Disclosure of Internal Audit Reports

 

Disclosure Policies

UNDP is committed to organizational transparency. In accordance with decision 2012/18 of its Executive Board, UNDP is publishing the audit reports issued by its Office of Audit and Investigations (OAI) as from 1 December 2012.

The policy for the disclosure of audit reports issued by OAI has evolved over the years. This page describes which disclosure policy is applicable over which period in time.

Questions regarding the disclosure of internal audit reports should be directed to OAI through the following email address: audit.disclosure@undp.org.

Audit Ratings

On the basis of its audit results, OAI assigns an overall rating for the business unit audited. OAI uses four rating categories: "satisfactory"; "partially satisfactory/some improvement needed"; partially satisfactory/major improvement needed; and "unsatisfactory". A definition of each audit rating is here.

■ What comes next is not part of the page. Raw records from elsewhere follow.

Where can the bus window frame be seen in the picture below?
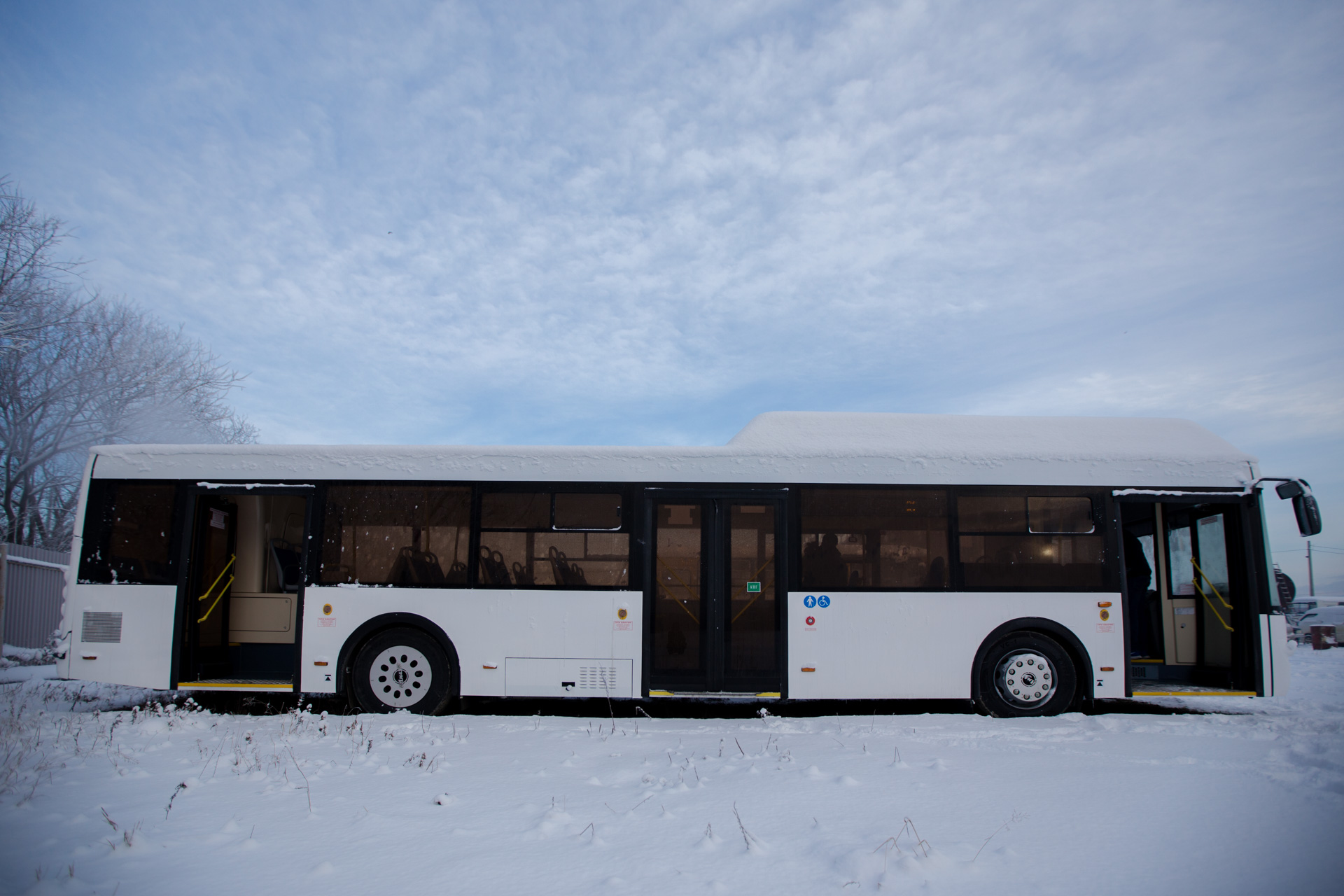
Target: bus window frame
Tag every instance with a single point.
(1104, 528)
(547, 486)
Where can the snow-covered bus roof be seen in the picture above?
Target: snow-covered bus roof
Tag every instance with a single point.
(776, 448)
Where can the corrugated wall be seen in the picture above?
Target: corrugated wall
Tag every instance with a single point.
(34, 580)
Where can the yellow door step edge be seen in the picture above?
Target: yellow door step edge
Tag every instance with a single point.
(1194, 694)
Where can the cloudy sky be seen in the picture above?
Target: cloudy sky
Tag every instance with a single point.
(644, 223)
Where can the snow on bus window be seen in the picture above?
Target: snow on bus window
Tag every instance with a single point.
(127, 533)
(396, 535)
(874, 538)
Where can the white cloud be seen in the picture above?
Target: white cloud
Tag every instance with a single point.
(650, 222)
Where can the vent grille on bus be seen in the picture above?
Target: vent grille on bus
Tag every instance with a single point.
(597, 678)
(101, 628)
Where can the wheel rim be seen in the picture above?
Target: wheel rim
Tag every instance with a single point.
(401, 676)
(1026, 679)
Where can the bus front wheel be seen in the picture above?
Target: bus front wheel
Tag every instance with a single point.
(1027, 675)
(401, 669)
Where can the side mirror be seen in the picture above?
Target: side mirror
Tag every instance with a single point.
(1304, 505)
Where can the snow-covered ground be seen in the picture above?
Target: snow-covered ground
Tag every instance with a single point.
(1245, 799)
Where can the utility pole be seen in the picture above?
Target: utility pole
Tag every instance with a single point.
(1310, 578)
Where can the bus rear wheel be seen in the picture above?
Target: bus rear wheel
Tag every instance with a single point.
(1027, 675)
(401, 669)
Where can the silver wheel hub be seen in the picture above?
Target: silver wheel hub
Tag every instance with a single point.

For internal audit reports issued since 1 December 2012

In accordance with Executive Board decision 2012/18 of June 2012, all audit reports issued by UNDP Office of Audit and Investigations (OAI) since 1 December 2012 are publicly disclosed on this website, one month after they have been issued internally. (click here)

For internal audit reports issued between 1 July 2012 and 30 November 2012

In accordance with the Executive Board decision 2012/18 the executive summaries of internal audit reports are publicily available on this website. (click here)

The access of the full contents of an internal audit report issued between 1 July and 30 November 2012 is done in accordance with the process described below.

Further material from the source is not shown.